We thought that it could be useful to share here thoughts about the LHotH project, for the interest of those of us new to this space.
The idea of embedding, interweaving, entangling and otherwise linking the data and media from archaeological excavations with their interpretation and meaningful presentation in an open access sharable platform has long been an ambition of those of us working in the digital documentation of archaeological research and the public presentation of cultural heritage.
Working in collaboration with the contributors, archaeological project managers, publishers and information technologists, we devised a content licensing agreement that makes it possible for the primary research media and data, combined with the monograph texts, to be freely and openly accessible in perpetuity.
The aim of our project, Last House on the Hill (LHotH), is to holistically reconstitute the rich multimedia and primary research data with the impressive texts of the monograph, the printed final report of the Berkeley Archaeologists at Çatalhöyük (BACH) project, in which a team from UC Berkeley excavated a group of Neolithic 9000-year old buildings at this famous cultural heritage location in Central Anatolia, Turkey.
The UCLA Cotsen Institute of Archaeology, who will be publishing our printed report entitled House Lives, have decided to give up on supplemental media (CD-ROMs and DVD-ROMs) in favor of on-line digital versions of their publications. We, as archaeologists who have long been involved in digital documentation and publication of archaeology and cultural heritage were delighted with this news.
We felt that these media had a limited lifespan, not only because they could easily go missing, but also because of their regular need for migration due to physical degradation and the inevitable (unless carefully archived) obsolescence of their software. We were also aware of the disadvantages of read-only CD-ROM media, as with the printed word, of offering a definitive closed narrative, whereas we feel that the narratives about archaeology, history, cultural heritage, and the past – including those about the data themselves – should be anything but closed, but should always be open for expansion, critique, and modification.
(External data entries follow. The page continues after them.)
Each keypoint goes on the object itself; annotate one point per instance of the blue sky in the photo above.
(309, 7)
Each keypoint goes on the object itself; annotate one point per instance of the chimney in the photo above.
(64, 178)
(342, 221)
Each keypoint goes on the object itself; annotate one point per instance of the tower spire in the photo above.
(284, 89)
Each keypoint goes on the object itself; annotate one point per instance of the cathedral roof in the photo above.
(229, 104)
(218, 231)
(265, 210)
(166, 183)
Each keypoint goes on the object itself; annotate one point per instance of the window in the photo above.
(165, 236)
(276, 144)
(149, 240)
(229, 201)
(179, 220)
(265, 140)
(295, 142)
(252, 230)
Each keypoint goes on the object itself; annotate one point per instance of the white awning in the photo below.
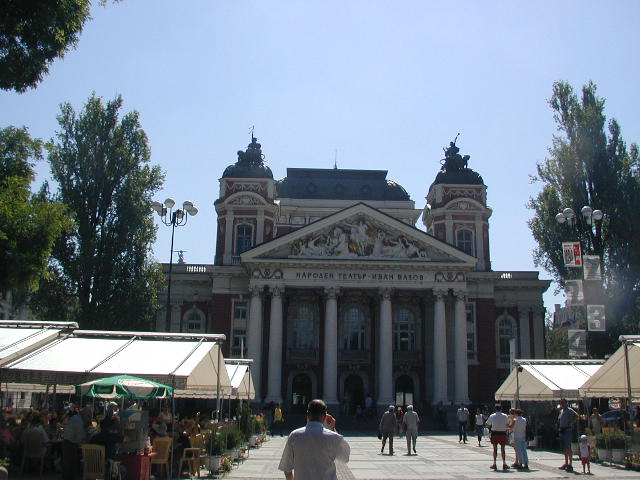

The online digital mirror of House Lives that is presented in this paper – entitled the Last House on the Hill project – is one which goes much further than to bring together supplemental materials along with digital versions of the published texts. Its ambition, one which we have long wished to satisfy, is to embed, interweave, entangle and otherwise link the data and media from the archaeological excavations with their interpretation and meaningful presentation in an open access, sharable platform. The project brings together the published text, complete project database (including all media formats such as photographs, videos, maps, line drawings), related data and media outside the direct domain of the BACH project, along with recontextualised presentations of the data.
We are achieving this through an event-centered database structure built in Filemaker that is conceptually based on a CIDOC-CRM compatible implementation ontology. As a web publishing platform we are exploring the open source Omeka, in order to provide access, transparency and open-endedness to what is normally the closed and final process of monograph publication.
The architecture and content management practices with which the Last House on the Hill has been constructed will act, we think, as a model and an encouragement for our archaeologist colleagues to share their work with the public for the long-term. Our attitude to sharing our knowledge with the public in which we make the process of our archaeological interpretation transparent in order to engage them more intensively in our work, and our attitude to breaking the strict bondage of the empirical data is, we feel, very close to that of the Çatalhöyük team as a whole, who have made all of their data and media accessible through Creative Commons 3.0 licensing.